One agent, Richard Trask, who was held out as the public face of the case, was fired after being charged with beating his wife in July. A second agent, Henrik Impola, has been accused of perjury in a different case, and in a filing Friday, defense attorneys asked the court’s permission to question him on the stand about that allegation, which prosecutors have termed “unfounded.”

According to evidence shared by the government and cited by defense lawyers in their filing, Chambers may have played a far more important role in the case than the other two. Records show he wrote 227 reports on contacts with the confidential informant known as “Dan,” compared with just five written by Impola and zero by Trask.
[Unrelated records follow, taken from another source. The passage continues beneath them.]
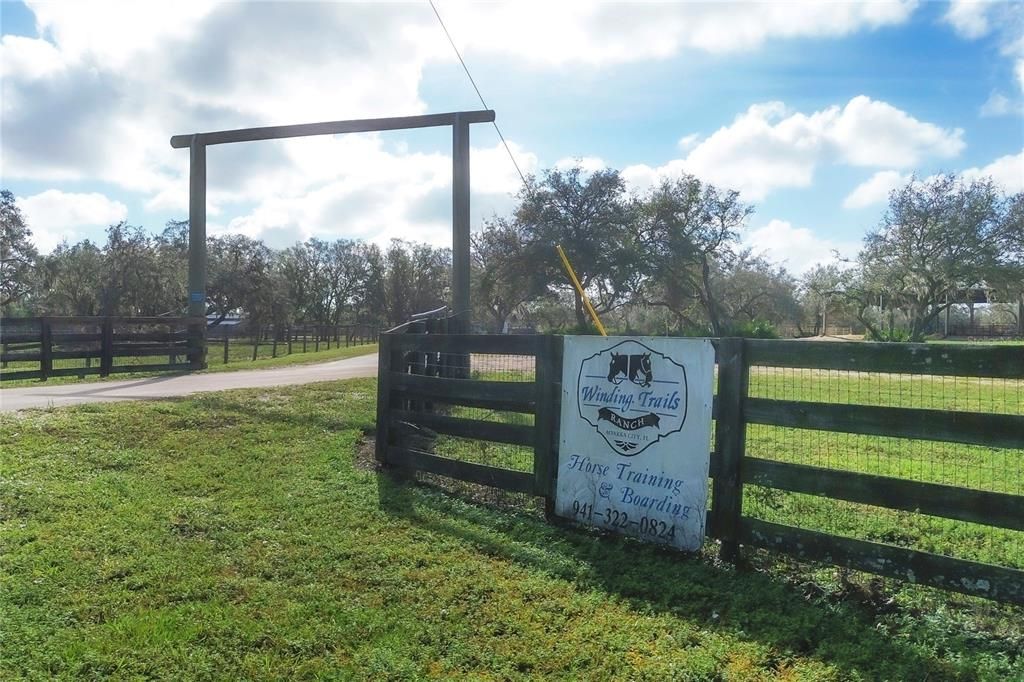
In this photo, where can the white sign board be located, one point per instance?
(636, 436)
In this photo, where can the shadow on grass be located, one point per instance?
(747, 604)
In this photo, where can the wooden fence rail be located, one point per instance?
(286, 339)
(411, 385)
(42, 340)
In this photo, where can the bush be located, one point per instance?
(755, 329)
(894, 336)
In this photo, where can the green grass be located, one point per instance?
(240, 357)
(232, 536)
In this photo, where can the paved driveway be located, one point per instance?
(156, 387)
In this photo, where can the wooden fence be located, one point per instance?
(79, 346)
(286, 339)
(414, 382)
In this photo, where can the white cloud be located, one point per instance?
(383, 196)
(1006, 171)
(560, 33)
(97, 95)
(969, 17)
(799, 249)
(54, 215)
(875, 189)
(769, 147)
(996, 104)
(688, 141)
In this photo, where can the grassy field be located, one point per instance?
(240, 357)
(240, 535)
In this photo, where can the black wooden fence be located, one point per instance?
(44, 347)
(262, 341)
(414, 384)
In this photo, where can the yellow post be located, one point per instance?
(583, 294)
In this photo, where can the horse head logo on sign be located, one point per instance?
(633, 395)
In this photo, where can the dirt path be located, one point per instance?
(12, 399)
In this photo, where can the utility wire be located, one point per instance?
(473, 82)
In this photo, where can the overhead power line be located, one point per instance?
(473, 82)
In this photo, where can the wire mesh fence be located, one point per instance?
(967, 466)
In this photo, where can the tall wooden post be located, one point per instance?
(460, 223)
(197, 253)
(730, 443)
(107, 347)
(45, 348)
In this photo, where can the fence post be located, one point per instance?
(45, 348)
(548, 383)
(383, 399)
(730, 442)
(105, 347)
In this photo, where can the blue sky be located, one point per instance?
(813, 111)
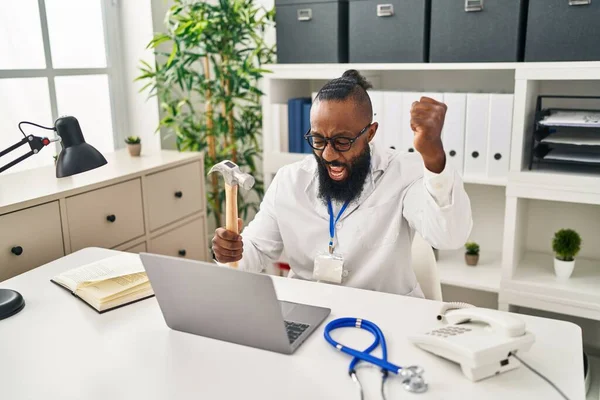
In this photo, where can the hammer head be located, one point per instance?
(233, 175)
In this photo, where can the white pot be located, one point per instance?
(563, 269)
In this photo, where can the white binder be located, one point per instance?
(476, 135)
(453, 134)
(500, 130)
(391, 128)
(406, 143)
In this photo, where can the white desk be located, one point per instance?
(59, 348)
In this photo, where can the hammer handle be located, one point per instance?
(231, 214)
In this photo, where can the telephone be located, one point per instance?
(480, 340)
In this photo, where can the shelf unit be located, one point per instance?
(484, 277)
(508, 213)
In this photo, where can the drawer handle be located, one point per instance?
(580, 2)
(305, 14)
(385, 10)
(473, 5)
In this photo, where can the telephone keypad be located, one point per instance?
(447, 331)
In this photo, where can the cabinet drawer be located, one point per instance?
(187, 241)
(138, 248)
(106, 217)
(29, 238)
(174, 194)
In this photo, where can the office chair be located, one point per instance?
(425, 267)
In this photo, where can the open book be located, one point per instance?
(109, 283)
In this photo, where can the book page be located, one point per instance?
(111, 267)
(102, 290)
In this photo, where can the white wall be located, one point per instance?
(136, 18)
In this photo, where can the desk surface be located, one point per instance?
(59, 348)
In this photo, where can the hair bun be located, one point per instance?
(357, 78)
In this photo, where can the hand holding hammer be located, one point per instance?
(227, 243)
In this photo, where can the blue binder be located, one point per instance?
(306, 126)
(295, 124)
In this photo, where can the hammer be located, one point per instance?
(234, 177)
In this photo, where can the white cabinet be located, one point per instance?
(154, 202)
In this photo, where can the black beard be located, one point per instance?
(350, 188)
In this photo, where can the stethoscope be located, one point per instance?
(412, 378)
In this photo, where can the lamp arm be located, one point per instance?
(35, 142)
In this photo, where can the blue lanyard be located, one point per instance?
(333, 220)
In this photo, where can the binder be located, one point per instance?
(295, 133)
(390, 129)
(453, 134)
(280, 128)
(500, 132)
(305, 126)
(407, 135)
(476, 134)
(377, 103)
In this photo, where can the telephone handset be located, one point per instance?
(499, 321)
(478, 339)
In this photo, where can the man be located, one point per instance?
(348, 214)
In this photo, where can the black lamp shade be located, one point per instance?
(76, 156)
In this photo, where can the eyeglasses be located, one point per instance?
(339, 143)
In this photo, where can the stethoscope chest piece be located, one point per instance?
(412, 376)
(412, 379)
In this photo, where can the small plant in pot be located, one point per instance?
(134, 145)
(472, 253)
(566, 244)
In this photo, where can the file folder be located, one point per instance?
(296, 136)
(500, 132)
(453, 134)
(305, 127)
(476, 134)
(391, 127)
(378, 116)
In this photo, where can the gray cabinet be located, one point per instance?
(477, 30)
(311, 31)
(563, 30)
(388, 31)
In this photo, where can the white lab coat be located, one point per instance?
(373, 235)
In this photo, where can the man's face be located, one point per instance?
(342, 174)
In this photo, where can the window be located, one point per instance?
(59, 57)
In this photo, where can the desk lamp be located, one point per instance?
(75, 157)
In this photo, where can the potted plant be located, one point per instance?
(134, 145)
(472, 253)
(209, 63)
(566, 244)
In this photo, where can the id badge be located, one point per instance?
(328, 268)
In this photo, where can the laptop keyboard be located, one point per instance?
(294, 330)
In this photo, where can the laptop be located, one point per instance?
(227, 304)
Dan, court testimony shows, helped initiate the case in March 2020 and made hundreds of hours of clandestine recordings of the defendants, accompanying them on trips to meetings and training exercises and often paying for their travel expenses. A text message sent by Chambers to Dan in September 2020 stated, “Mission is to kill the governor specifically.”

The FBI has declined to state whether Chambers sought permission from the bureau to register a business while still working full time as an agent. Prosecutors have said that he never made any money from Exeintel and that he abandoned plans to quit the FBI. But public records show that Chambers did not formally dissolve his company until Oct. 29 of this year, “meaning he owned the company throughout the entire investigation of the alleged plot to kidnap Gov. Gretchen Whitmer,” defense attorneys wrote Friday.